Os gatos na história da Europa

É sabido que na antiguidade alguns dos primeiros santos foram amantes de gatos.  Na Idade Média, os gatos foram perseguidos. Porém, a partir do século XVII, a sorte dos gatos voltou a mudar e, em finais do século XIX, ter gatos domésticos passou a ser moda.

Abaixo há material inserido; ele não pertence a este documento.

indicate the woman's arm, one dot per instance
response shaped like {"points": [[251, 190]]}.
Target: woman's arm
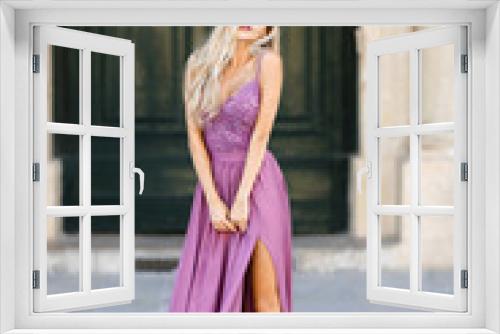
{"points": [[270, 85], [201, 161]]}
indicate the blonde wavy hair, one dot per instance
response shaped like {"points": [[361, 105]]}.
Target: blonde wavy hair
{"points": [[202, 93]]}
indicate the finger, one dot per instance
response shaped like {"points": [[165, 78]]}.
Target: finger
{"points": [[230, 226], [217, 225]]}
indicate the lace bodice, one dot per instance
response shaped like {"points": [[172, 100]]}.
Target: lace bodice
{"points": [[231, 129]]}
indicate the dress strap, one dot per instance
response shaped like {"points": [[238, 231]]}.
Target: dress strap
{"points": [[259, 61]]}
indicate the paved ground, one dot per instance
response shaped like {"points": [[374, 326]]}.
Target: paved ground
{"points": [[342, 291], [329, 273]]}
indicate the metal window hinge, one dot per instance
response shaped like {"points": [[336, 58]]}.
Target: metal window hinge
{"points": [[464, 279], [36, 171], [36, 279], [465, 64], [36, 63], [464, 171]]}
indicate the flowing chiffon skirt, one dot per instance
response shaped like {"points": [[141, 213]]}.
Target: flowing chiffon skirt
{"points": [[211, 275]]}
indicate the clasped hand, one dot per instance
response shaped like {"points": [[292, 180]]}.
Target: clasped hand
{"points": [[235, 219]]}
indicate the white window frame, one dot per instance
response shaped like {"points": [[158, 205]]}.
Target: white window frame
{"points": [[483, 18], [85, 297], [412, 43]]}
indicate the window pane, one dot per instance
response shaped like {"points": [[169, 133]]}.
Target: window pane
{"points": [[63, 254], [437, 83], [105, 171], [394, 89], [105, 89], [63, 159], [436, 253], [436, 169], [106, 257], [63, 84], [395, 251], [394, 181]]}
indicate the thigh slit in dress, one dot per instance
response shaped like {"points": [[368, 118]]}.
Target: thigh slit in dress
{"points": [[211, 275]]}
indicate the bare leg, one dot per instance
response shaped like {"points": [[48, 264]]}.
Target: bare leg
{"points": [[263, 275]]}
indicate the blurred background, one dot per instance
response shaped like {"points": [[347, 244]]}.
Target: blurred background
{"points": [[317, 140]]}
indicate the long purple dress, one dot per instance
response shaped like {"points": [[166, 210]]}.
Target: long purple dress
{"points": [[212, 272]]}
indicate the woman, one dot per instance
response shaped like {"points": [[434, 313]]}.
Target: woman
{"points": [[237, 251]]}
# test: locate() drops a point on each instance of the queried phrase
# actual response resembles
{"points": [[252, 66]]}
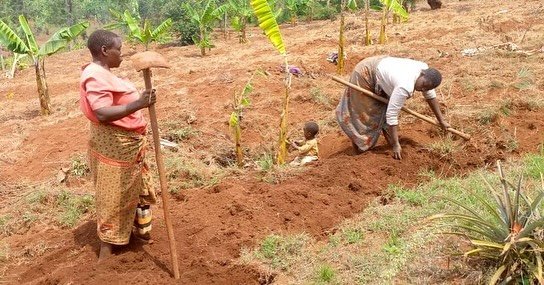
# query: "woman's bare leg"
{"points": [[105, 251]]}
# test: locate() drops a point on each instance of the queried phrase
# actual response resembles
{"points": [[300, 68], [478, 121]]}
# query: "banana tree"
{"points": [[145, 34], [241, 100], [267, 22], [388, 6], [351, 5], [291, 6], [204, 16], [241, 13], [368, 39], [59, 40]]}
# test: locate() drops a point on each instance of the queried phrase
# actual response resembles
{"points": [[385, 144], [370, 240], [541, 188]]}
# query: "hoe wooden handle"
{"points": [[162, 178], [409, 111]]}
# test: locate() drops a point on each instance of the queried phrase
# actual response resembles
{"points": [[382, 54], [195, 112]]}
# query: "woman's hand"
{"points": [[147, 98], [397, 151], [444, 125]]}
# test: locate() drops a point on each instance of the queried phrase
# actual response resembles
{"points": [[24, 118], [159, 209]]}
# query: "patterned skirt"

Durante a época do antigo Egito, os gatos pareciam ser objetos valiosos na Europa, pelo que a sua exportação foi proibida. Ainda assim, os gatos egípcios encontraram uma forma de chegar aos países europeus e alguns, que foram roubados, foram supostamente levados para a Grécia por volta do ano 3000 a.C. Quase não existem registos históricos dos gatos até muito mais tarde e a maioria deles faz referência a indivíduos que tinham gatos. Por exemplo, Santa Ágata, também conhecida como Santo Gato, faleceu no ano 251 d.C. O seu dia no calendário dos santos é a 5 de fevereiro e crê-se que esta santa aparecia em forma de gato nesta data. São Jerónimo, que faleceu no ano 420 d. C., teve um gato e, por vezes, este é que era representado nas pinturas do santo ao invés do leão da lenda. O Papa Gregório I (São Gregório Magno, 540-604 d. C.) não tinha posses, mas teve um gato como fiel companheiro. O príncipe Hywel Dda de Gales promulgou uma lei que protegia os gatos, por volta do ano 940 d. C.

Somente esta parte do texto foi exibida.